Life on Earth is facing a mass extinction event of our own making. Human activity is changing the biology and the meaning of extinction. What Is Extinction? examines several key moments that have come to define the terms of extinction over the past two centuries, exploring instances of animal and human finitude and the cultural forms used to document and interpret these events.
Offering a critical theory for the critically endangered, Joshua Schuster proposes that different discourses of limits and lastness appear in specific extinction events over time as a response to changing attitudes toward species frailty. Understanding these extinction events also involves examining what happens when the conceptual and cultural forms used to account for species finitude are pressed to their limits as well.
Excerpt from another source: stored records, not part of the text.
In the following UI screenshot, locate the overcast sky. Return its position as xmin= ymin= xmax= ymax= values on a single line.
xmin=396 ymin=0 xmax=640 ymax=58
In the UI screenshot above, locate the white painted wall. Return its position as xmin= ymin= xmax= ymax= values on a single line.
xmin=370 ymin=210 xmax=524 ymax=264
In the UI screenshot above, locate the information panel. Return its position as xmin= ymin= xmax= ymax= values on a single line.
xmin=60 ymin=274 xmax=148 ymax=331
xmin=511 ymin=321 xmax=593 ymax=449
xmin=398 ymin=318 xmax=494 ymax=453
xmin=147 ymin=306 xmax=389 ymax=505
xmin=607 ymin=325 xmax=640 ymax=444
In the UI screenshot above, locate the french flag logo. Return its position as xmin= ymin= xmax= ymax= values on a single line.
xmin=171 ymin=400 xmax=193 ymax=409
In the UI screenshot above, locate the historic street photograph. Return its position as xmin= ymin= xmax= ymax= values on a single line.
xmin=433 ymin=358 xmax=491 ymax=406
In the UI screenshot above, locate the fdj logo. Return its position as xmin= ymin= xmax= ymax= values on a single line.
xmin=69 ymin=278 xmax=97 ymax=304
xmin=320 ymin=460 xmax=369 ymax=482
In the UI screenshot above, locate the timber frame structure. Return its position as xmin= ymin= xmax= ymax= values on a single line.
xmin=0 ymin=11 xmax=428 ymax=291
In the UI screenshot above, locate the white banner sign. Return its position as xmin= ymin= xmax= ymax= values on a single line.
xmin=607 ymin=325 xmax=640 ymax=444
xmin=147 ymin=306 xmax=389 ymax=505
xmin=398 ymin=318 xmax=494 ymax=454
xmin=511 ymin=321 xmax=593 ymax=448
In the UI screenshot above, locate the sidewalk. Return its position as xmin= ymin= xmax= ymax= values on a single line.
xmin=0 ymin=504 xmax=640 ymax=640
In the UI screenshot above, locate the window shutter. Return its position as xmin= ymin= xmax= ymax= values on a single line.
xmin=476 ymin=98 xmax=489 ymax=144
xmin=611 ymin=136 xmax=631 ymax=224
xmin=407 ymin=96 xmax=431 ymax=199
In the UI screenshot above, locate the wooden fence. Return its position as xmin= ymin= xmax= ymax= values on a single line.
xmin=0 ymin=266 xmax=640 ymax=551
Schuster provides close readings of several case studies of extinction that bring together environmental humanities and multispecies methods with media-specific analyses at the terminus of life.
What Is Extinction? delves into the development of last animal photography, the anthropological and psychoanalytic fascination with human origins and ends, the invention of new literary genres of last fictions, the rise of new extreme biopolitics in the Third Reich that attempted to change the meaning of extinction, and the current pursuit of de-extinction technologies. Schuster offers timely interpretations of how definitions and visions of extinction have changed in the past and continue to change in the present.
Joshua Schuster is an Associate Professor of English and a core faculty member of the Centre for the Study of Theory and Criticism at Western University. He is the author of The Ecology of Modernism: American Environments and Avant-Garde Poetics and co-author of Calamity Theory: Three Critiques of Existential Risk.
"What Is Extinction? A Natural and Cultural History of Last Animals provides a much-needed, in-depth examination of the paradox of extinction – which both signifies the ultimate threat to any given species, as well as serves as its inevitable conclusion – through a wide range of case studies that roughly chart the development of Eurowestern settler colonialism. Schuster makes an important contribution to the recent development of extinction studies, particularly by engaging and extending discussions of the multiform ways in which the histories of mass killings of human and nonhuman animals intertwine."
– Susan McHugh, author of Love in a Time of Slaughters: Human-Animal Stories Against Genocide and Extinction
"How are we to understand the unknowable, the extinction of humans? Joshua Schuster helps us grapple with the end by framing extinction broadly to encompass genocides (Native American Indian populations and European Jews), animal extinctions (as documented in photography), speculative extinctions (the last human as in HG Well's The Time Machine), and gestured solutions such as re-wilding as de-extinction. Schuster's detailed investigation into each shattering event provides lessons we have poorly learned that bear correction. With its novel framing What Is Extinction? provides a breadth and depth for rethinking this pressing question. Schuster concludes with a hopeful possibility and pressing imperative: to live on a shared earth that demands an ecological lives of hospitality."